However, it's essential to be aware of the potential risks associated with these approaches. In the first method, there's a possibility of overloading temporarily unavailable resources, such as databases or external APIs. Since there is no backoff between a failure and the processing of the subsequent messages, this can exacerbate the problem, further straining the unavailable resource. To mitigate this, using the [`#pause`](https://karafka.io/docs/Consumer-Groups-Pausing-Seeking-and-Rate-Limiting.md) API is advisable, which allows you to pause the processing manually. This will give strained resources some breathing room, potentially preventing more significant system failures.

## Can I skip messages on errors? / What happens if an error occurs while consuming a message in Karafka? Will the message be marked as not consumed and automatically retried?

In Karafka's default flow, if an error occurs during message consumption, the processing will pause at the problematic message, and attempts to consume it will automatically retry with an exponential backoff strategy. This is typically effective for resolving transient issues (e.g., database disconnections). However, it may not be suitable for persistent message-specific problems, such as corrupted JSON. In such cases, Karafka's Dead Letter Queue feature can be utilized. This feature allows a message to be retried several times before it's moved to a Dead Letter Queue (DLQ), enabling the process to continue with subsequent messages. More information on this can be found in the [Dead Letter Queue](https://karafka.io/docs/Consumer-Groups-Dead-Letter-Queue.md).

## Can I skip messages on errors? / Why do I see hundreds of repeat exceptions with `pause_with_exponential_backoff` enabled?

When `pause_with_exponential_backoff` is enabled, the timeout period for retries doubles after each attempt, but this does not prevent repeated exceptions from occurring. With `pause_max_timeout` set to the default 30 seconds, an unaddressed exception can recur up to 120 times per hour. This frequent repetition happens because the system continues to retry processing until the underlying issue is resolved.

## Can I skip messages on errors? / Why does the Dead Letter Queue (DLQ) use the default deserializer instead of the one specified for the original topic in Karafka?

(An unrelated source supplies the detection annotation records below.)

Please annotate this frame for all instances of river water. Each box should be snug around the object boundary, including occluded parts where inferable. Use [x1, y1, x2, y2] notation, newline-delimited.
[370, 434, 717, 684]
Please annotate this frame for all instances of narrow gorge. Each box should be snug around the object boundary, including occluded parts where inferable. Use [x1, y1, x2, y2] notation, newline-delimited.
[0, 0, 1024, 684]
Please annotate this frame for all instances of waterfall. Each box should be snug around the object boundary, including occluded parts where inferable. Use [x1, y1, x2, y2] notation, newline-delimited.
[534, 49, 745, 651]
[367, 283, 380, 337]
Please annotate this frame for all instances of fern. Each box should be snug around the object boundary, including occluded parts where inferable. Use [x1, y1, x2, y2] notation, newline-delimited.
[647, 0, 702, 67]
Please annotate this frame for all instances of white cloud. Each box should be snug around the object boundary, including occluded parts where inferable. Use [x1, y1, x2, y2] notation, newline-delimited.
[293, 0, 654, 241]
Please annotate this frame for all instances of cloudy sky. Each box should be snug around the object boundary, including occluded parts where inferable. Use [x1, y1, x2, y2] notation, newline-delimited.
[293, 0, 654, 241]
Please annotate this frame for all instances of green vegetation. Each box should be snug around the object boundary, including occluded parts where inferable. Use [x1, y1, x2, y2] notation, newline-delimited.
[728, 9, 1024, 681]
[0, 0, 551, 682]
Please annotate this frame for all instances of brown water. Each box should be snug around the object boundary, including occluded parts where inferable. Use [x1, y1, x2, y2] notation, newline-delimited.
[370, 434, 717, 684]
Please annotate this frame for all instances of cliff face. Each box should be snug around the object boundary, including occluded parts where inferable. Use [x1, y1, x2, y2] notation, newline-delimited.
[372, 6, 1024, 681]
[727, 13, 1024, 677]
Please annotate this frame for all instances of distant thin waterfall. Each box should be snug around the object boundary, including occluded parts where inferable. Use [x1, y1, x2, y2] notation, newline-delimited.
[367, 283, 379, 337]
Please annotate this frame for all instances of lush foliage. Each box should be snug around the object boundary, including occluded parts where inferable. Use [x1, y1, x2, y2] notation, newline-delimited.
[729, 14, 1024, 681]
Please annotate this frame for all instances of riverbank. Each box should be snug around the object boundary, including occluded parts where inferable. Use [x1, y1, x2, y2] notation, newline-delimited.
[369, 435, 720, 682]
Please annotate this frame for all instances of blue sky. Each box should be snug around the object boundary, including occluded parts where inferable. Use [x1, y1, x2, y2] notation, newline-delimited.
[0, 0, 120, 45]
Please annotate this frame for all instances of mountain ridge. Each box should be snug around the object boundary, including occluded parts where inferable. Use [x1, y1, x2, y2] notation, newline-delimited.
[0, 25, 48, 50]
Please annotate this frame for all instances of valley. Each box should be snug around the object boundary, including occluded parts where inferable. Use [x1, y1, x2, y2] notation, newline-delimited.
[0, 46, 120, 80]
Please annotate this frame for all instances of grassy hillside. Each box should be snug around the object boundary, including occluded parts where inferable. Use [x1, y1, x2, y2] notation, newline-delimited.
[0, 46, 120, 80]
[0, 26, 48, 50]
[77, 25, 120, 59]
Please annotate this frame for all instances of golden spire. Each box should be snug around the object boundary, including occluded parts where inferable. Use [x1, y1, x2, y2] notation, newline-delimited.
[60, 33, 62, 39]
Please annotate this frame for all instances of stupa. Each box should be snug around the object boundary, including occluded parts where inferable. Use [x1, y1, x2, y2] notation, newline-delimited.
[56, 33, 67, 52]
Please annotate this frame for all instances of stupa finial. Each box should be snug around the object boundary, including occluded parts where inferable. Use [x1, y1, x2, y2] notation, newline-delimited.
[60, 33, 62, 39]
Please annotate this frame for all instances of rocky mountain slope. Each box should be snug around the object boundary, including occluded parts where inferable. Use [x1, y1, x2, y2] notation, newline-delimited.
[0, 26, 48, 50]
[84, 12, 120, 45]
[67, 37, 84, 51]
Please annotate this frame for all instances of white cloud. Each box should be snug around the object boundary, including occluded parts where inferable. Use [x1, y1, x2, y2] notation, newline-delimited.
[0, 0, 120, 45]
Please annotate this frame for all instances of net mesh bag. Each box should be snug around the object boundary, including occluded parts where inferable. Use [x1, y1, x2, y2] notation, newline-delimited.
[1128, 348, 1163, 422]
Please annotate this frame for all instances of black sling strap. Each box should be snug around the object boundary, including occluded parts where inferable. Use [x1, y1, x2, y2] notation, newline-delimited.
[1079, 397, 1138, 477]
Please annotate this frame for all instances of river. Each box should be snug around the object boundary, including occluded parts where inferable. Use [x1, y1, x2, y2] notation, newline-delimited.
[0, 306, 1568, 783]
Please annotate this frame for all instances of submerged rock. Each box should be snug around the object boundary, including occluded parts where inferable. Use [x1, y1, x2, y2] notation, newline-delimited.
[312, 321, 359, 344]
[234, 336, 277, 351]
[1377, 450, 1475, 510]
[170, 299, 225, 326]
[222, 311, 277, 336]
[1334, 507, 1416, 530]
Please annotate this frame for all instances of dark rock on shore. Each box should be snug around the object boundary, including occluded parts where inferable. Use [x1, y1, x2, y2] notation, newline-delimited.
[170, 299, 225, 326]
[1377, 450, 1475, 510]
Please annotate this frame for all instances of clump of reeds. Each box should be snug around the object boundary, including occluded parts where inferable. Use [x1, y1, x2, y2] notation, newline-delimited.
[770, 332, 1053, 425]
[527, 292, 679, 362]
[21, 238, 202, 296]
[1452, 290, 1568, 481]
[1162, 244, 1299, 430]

When a message is piped to the DLQ, if you decide to consume data from the DLQ topic, it defaults to using the default deserializer unless explicitly specified otherwise for the DLQ  topic. This behavior occurs because the deserializer setting is tied to specific topics rather than the consumer. If you require a different deserializer for the DLQ, you must define it directly on the DLQ topic within your routing setup. This setup ensures that each topic, including the DLQ, can have unique processing logic tailored to its specific needs.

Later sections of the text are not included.